You Get What They Pay For (the problem with Demand Media)
Monday, June 7, 2010 at 12:01PM
Joey Brannon

One of my clients had an interesting problem crop up. Their one and only customer decided to cease doing business with LLC vendors and is requiring my client to convert to a corporation. During the course of working with the client to find a solution I came across this article from eHow. I couldn't believe what I was reading. Whoever wrote this article didn't have a clue what they were talking about. The point of this post is not to point out the article's errors. All I want to do is highlight the fact that in the midst of this new era of user generated content there is a cancer and it's called Demand Media (DM).

DM purports to use the idle cycles of journalists to produce content that is in demand on the internet. Using algorithms companies like DM identify what users are searching for as well as what advertisers are willing to pay for. They then offer a journalist with a free afternoon a few bucks to write that article. DM has little interest in whether the content is good or not (as evidenced by the above article). All DM needs is for that article to show up in search results so that there is enough traffic for advertisers to find attractive.

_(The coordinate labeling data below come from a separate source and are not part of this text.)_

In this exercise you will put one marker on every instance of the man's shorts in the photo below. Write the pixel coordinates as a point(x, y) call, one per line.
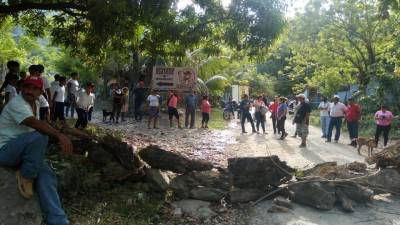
point(173, 112)
point(302, 130)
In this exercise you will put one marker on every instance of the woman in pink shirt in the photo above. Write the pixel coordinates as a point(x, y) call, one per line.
point(172, 108)
point(383, 119)
point(205, 111)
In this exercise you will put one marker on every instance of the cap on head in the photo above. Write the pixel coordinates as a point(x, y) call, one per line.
point(301, 96)
point(35, 81)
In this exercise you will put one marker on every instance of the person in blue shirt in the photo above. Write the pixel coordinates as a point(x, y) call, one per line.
point(245, 105)
point(23, 143)
point(190, 106)
point(281, 116)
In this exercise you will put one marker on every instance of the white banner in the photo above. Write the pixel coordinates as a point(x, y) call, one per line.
point(180, 79)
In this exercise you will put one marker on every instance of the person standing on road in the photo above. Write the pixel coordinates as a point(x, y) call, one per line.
point(274, 110)
point(205, 111)
point(172, 109)
point(302, 118)
point(245, 105)
point(281, 117)
point(23, 144)
point(190, 110)
point(337, 111)
point(84, 102)
point(260, 111)
point(140, 94)
point(72, 90)
point(353, 115)
point(324, 116)
point(383, 119)
point(154, 109)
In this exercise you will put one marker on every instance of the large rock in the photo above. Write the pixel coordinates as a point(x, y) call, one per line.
point(158, 180)
point(15, 210)
point(386, 180)
point(207, 194)
point(259, 172)
point(245, 195)
point(315, 194)
point(183, 184)
point(195, 208)
point(161, 159)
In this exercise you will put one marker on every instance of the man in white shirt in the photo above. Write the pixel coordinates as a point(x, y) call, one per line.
point(23, 143)
point(71, 90)
point(84, 101)
point(11, 90)
point(337, 111)
point(324, 116)
point(35, 71)
point(58, 100)
point(154, 108)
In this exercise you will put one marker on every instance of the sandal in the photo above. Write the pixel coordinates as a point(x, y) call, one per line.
point(24, 186)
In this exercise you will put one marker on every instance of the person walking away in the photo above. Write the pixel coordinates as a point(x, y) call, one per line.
point(353, 115)
point(154, 109)
point(190, 109)
point(281, 117)
point(125, 106)
point(34, 71)
point(172, 109)
point(13, 69)
point(118, 101)
point(260, 111)
point(205, 112)
point(71, 90)
point(337, 111)
point(84, 102)
point(383, 120)
point(46, 84)
point(324, 116)
point(296, 106)
point(302, 120)
point(245, 105)
point(23, 144)
point(140, 93)
point(11, 90)
point(22, 76)
point(58, 100)
point(53, 86)
point(274, 110)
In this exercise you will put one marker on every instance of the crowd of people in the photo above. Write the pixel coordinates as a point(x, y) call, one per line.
point(332, 115)
point(30, 105)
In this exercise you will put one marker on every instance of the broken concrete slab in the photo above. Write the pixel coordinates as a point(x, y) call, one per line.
point(259, 172)
point(194, 208)
point(159, 158)
point(14, 209)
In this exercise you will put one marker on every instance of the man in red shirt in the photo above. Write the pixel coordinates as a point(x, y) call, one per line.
point(273, 108)
point(353, 115)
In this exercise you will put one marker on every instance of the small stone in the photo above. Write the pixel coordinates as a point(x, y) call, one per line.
point(177, 212)
point(278, 209)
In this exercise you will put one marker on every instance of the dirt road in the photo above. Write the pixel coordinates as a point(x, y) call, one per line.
point(317, 151)
point(218, 145)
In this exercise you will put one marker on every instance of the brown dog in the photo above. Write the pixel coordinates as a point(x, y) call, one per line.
point(369, 142)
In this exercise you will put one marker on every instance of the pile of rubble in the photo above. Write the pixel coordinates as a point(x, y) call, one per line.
point(200, 190)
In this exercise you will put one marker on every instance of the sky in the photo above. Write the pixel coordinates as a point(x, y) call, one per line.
point(294, 5)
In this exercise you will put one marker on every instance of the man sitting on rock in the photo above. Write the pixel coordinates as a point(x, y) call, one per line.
point(23, 143)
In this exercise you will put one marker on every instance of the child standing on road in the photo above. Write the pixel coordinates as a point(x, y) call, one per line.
point(84, 102)
point(58, 100)
point(117, 104)
point(205, 112)
point(125, 106)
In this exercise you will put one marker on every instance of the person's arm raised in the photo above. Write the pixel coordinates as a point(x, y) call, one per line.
point(64, 141)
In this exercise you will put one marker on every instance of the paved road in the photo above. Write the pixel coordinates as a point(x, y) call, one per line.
point(317, 151)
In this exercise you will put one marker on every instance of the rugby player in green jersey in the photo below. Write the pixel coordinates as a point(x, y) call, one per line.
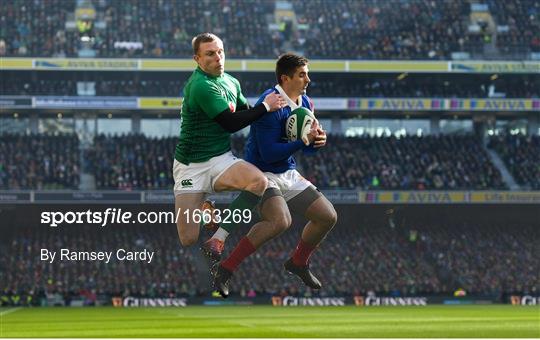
point(213, 108)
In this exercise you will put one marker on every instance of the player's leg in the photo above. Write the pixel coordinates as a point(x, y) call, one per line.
point(234, 174)
point(186, 205)
point(322, 218)
point(276, 218)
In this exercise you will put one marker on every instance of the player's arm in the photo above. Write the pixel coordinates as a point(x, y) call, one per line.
point(269, 142)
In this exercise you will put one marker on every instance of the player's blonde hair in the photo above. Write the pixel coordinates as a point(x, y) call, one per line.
point(202, 38)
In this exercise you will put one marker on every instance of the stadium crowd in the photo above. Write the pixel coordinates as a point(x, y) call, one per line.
point(131, 162)
point(410, 163)
point(415, 29)
point(322, 85)
point(411, 257)
point(521, 154)
point(39, 161)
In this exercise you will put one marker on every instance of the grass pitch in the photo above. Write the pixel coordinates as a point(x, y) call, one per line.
point(276, 322)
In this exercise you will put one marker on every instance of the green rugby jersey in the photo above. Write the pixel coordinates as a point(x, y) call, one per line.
point(206, 96)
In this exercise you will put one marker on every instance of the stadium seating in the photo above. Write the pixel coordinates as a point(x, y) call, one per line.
point(521, 154)
point(416, 29)
point(432, 162)
point(322, 85)
point(39, 162)
point(419, 256)
point(131, 162)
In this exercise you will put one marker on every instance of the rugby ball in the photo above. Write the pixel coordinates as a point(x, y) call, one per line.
point(298, 125)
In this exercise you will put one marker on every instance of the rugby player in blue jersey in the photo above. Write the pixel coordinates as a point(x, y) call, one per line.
point(268, 149)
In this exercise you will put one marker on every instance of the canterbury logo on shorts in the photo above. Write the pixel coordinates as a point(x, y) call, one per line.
point(186, 183)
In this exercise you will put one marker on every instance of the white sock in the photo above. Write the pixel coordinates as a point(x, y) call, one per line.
point(221, 234)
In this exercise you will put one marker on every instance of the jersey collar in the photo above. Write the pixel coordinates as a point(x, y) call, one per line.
point(289, 101)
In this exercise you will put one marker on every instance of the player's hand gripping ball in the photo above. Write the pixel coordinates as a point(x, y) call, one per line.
point(298, 125)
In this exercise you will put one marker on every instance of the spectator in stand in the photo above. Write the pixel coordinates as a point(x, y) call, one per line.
point(521, 154)
point(39, 162)
point(351, 29)
point(421, 255)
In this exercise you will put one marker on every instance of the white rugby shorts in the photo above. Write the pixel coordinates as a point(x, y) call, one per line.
point(201, 177)
point(290, 183)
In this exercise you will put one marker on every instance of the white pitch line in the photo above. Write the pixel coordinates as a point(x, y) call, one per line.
point(11, 310)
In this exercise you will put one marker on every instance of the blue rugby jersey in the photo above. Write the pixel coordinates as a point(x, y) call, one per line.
point(267, 147)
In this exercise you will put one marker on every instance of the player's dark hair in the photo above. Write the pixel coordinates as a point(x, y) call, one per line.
point(202, 38)
point(287, 64)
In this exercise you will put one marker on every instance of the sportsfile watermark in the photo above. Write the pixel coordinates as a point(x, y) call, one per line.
point(121, 216)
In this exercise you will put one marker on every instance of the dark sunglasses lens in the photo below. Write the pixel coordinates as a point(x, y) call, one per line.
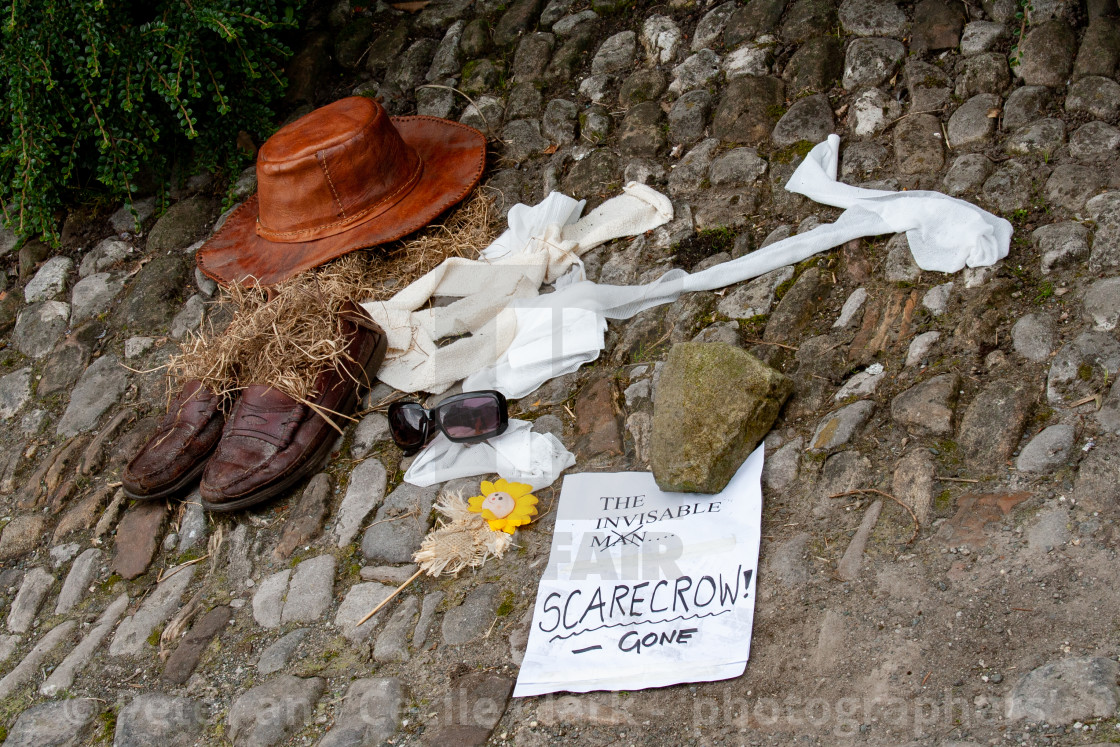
point(407, 426)
point(469, 418)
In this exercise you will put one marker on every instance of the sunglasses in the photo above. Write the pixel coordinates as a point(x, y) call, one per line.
point(464, 418)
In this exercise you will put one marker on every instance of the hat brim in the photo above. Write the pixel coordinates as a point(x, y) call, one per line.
point(453, 156)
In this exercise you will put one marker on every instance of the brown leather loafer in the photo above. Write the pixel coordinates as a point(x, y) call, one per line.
point(176, 455)
point(271, 441)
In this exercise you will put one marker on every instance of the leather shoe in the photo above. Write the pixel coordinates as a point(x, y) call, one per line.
point(271, 441)
point(176, 454)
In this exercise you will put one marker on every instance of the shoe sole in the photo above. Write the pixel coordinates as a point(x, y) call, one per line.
point(315, 461)
point(182, 486)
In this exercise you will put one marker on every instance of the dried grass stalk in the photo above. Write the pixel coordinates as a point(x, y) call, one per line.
point(287, 335)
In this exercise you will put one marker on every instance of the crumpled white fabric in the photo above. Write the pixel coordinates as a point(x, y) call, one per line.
point(519, 455)
point(944, 234)
point(542, 243)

This is the opposite of the "content is king" model that saw the rise of blogging and niche experts. These folks created content because they cared about it. Advertisers found them eventually (sometimes) but it was the content that came first. Now it seems we are entering an era where knowledge is created in $15 chunks that aren't worth the ink toner they'd take to print. In my opinion DM is the snake oil salesman of the internet. You might get better if you buy what they're selling, but only if your problem wasn't that big of a deal in the first place.

My advice when searching for knowledge on the internet is to steer clear of any resource where the only attribution given to the expert you'll be following is that he or she was a "contributing writer."